Familienforschung: Einzelkinder bleiben öfter kinderlos

Fast ein Drittel der Einzelkinder in Österreich bleibt im Erwachsenenalter kinderlos. Auf Personen mit Geschwistern trifft das laut einer Studie der Universität Wien nur zu 18 Prozent zu. Die FamilienforscherInnen haben Daten aus vier Ländern ausgewertet.

"Sind Einzelkinder anders?" fragt der Titel der Studie, in der ein Team des Österreichischen Instituts für Familienforschung an der Universität Wien untersuchte, wie sich das Aufwachsen als Einzelkind etwa auf spätere Familiengründungen auswirkt.
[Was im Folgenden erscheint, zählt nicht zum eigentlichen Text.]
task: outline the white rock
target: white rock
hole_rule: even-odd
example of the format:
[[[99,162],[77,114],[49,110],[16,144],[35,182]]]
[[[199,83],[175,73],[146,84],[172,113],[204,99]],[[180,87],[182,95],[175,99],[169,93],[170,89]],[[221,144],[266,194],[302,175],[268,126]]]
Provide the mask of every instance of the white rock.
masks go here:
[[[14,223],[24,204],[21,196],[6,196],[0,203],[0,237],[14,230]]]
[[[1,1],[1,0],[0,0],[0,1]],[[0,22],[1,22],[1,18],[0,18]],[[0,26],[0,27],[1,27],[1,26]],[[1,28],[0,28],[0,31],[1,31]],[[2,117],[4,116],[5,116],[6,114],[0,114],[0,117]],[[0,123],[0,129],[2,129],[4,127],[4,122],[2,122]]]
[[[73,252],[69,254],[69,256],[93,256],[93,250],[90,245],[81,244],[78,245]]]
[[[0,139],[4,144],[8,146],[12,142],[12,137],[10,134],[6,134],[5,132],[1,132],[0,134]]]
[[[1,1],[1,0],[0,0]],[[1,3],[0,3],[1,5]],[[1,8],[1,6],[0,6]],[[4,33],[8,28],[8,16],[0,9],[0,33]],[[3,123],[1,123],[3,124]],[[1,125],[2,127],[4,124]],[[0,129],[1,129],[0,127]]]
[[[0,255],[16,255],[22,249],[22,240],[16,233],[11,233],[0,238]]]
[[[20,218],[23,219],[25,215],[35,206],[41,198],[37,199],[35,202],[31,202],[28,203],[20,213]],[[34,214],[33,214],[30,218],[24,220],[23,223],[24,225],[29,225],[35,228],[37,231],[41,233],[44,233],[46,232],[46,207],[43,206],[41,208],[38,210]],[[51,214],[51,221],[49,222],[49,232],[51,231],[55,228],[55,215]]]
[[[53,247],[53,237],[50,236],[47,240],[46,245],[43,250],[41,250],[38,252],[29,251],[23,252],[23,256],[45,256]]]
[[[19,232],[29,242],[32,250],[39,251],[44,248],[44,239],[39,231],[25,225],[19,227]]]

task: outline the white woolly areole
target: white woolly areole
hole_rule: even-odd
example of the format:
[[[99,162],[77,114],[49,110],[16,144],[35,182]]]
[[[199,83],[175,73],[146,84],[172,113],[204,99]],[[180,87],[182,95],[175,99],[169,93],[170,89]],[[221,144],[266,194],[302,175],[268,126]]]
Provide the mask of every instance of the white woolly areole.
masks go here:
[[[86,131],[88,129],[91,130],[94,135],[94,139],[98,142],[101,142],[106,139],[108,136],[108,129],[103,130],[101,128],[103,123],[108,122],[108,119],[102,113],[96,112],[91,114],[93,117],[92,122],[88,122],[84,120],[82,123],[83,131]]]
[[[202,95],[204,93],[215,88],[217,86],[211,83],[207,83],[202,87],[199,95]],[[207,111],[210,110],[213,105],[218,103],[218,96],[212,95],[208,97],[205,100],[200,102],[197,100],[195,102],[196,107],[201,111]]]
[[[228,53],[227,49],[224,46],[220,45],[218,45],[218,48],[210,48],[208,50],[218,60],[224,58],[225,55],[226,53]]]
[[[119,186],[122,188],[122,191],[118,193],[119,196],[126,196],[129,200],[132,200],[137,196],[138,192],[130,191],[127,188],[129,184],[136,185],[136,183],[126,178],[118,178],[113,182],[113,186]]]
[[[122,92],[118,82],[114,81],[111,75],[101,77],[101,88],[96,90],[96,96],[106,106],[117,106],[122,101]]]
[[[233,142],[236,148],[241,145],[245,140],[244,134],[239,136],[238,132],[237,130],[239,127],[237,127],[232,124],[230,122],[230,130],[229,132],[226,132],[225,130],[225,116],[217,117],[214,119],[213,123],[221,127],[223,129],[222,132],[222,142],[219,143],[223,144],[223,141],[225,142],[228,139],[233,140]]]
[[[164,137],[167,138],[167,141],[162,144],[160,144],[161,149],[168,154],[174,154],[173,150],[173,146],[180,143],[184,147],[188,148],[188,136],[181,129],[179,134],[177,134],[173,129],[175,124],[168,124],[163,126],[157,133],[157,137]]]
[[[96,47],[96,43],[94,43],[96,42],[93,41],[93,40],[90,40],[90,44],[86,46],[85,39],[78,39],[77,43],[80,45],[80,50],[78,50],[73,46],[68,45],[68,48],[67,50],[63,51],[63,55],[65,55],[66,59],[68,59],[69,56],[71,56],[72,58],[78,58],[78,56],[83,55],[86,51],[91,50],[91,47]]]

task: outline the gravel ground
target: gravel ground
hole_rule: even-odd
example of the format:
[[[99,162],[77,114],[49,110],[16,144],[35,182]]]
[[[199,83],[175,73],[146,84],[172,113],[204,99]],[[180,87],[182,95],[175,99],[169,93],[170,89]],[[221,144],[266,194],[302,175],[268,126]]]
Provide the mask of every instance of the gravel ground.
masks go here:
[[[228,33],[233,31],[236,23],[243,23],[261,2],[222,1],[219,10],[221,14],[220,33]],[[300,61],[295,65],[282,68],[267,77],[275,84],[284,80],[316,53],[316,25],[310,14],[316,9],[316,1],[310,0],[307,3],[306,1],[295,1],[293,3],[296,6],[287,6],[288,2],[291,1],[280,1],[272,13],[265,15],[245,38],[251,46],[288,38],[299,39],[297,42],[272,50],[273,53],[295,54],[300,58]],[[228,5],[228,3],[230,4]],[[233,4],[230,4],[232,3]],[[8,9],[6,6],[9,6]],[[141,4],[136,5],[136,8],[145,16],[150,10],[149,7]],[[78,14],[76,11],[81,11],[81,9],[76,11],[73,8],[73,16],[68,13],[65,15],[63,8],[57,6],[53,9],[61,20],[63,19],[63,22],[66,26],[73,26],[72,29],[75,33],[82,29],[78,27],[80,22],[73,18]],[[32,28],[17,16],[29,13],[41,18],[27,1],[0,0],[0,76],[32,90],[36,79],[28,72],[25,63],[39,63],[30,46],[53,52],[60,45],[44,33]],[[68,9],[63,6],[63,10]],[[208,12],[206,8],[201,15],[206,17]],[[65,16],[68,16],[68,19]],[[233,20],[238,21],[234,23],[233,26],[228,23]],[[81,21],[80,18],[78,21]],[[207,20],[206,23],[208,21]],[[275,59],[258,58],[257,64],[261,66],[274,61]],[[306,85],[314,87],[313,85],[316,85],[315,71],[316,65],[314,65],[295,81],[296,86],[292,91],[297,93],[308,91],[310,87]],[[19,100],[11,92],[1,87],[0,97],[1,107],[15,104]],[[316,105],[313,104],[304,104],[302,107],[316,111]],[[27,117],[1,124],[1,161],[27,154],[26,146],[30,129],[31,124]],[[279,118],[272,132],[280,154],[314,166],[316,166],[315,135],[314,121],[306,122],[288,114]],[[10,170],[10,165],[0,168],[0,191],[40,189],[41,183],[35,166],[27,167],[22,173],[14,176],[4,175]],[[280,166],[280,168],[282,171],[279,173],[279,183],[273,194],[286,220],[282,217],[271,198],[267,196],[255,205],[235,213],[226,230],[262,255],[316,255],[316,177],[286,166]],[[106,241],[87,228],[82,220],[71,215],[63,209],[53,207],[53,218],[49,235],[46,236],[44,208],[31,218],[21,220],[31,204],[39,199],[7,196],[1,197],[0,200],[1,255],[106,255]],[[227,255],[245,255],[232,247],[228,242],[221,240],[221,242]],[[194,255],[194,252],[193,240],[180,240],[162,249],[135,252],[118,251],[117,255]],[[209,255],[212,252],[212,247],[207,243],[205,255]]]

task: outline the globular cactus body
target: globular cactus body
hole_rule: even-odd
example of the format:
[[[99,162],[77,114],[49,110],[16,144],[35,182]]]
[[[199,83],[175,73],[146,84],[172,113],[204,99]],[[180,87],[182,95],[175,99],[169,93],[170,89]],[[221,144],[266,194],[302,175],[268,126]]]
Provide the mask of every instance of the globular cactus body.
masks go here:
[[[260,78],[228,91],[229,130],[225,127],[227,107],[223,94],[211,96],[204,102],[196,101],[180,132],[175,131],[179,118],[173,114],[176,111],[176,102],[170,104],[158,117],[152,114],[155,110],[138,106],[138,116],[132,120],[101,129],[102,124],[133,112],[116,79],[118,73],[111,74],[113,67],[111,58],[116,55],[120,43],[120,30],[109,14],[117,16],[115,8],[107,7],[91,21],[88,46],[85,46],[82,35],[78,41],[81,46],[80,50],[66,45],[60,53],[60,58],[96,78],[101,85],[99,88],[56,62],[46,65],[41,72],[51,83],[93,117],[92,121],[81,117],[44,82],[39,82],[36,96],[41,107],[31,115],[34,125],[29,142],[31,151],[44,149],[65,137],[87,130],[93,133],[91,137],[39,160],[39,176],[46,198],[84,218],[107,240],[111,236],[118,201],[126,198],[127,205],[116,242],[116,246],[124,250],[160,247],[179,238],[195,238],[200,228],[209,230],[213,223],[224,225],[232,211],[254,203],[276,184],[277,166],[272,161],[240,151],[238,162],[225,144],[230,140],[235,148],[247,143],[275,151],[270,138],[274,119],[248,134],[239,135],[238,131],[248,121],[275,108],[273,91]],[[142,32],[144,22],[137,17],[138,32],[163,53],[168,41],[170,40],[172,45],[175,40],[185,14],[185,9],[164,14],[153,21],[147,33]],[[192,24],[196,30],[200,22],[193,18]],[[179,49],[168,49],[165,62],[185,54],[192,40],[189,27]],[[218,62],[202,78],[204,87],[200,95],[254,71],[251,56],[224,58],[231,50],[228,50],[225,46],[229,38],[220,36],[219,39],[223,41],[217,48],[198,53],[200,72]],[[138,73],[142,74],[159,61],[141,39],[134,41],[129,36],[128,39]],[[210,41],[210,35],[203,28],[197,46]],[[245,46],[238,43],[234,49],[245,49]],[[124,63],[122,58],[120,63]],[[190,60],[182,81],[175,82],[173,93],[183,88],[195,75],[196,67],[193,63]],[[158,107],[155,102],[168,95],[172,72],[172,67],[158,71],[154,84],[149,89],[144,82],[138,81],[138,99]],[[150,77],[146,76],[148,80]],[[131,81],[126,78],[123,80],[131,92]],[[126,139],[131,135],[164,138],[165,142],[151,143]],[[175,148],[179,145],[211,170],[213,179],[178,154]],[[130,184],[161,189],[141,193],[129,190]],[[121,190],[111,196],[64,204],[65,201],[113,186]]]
In der Wissenschaft wurden bisher vor allem soziale und kognitive Kompetenzen oder das Kooperationsverhalten von Einzelkindern erforscht, wohingegen ihr Verhalten im familiären Kontext im Erwachsenenalter bisher eher wenig Beachtung fand, so Studienautorin Christine Geserick.

Liberale Einstellung zu Familienthemen

Eines der überraschendsten Ergebnisse der Auswertung des internationalen Datensatzes aus Österreich, Frankreich, Russland und Norwegen sei, "dass es eine leichte, aber durchgängige Tendenz dahin gehend gibt, dass Einzelkinder liberalere Einstellungen haben", erklärte die Soziologin. Bei Fragen, mit denen Einstellungen zu Familien- oder Geschlechterthemen erhoben wurden, gaben sich Personen, die ohne Geschwister aufwuchsen, eher liberal.

Sie akzeptierten beispielsweise eher ein nicht-eheliches Zusammenleben, stimmten der Aussage, die Ehe sei eine "überholte Einrichtung", tendenziell öfter zu oder waren seltener der Ansicht, dass Kinder unter der Erwerbstätigkeit der Mutter leiden. Besonders in Österreich gaben Einzelkinder hier öfter Antworten, die gemeinhin als liberaler eingestuft werden können.

Familienplanung

Auch was das reproduktive Verhalten und die Familienplanung angeht, fanden sich Unterschiede. Neben dem Befund, dass österreichische Einzelkinder häufiger kinderlos bleiben, zeigte sich auch, dass sie öfter als andere nur ein Kind haben wollen. Etwas mehr als 20 Prozent gaben diese Präferenz an, wohingegen dieser Anteil bei Befragten aus Mehrkindfamilien nur knapp über 14 Prozent lag. Der Schluss, dass sich der Einzelkind-Status sozusagen weitervererbe, sei aber nicht zulässig. Vielmehr zeigte sich in weiteren statistischen Analysen etwa für Österreich, dass es eher Menschen mit akademischem Abschluss sind, die ihre Familienplanung nach einem Kind bereits abschließen.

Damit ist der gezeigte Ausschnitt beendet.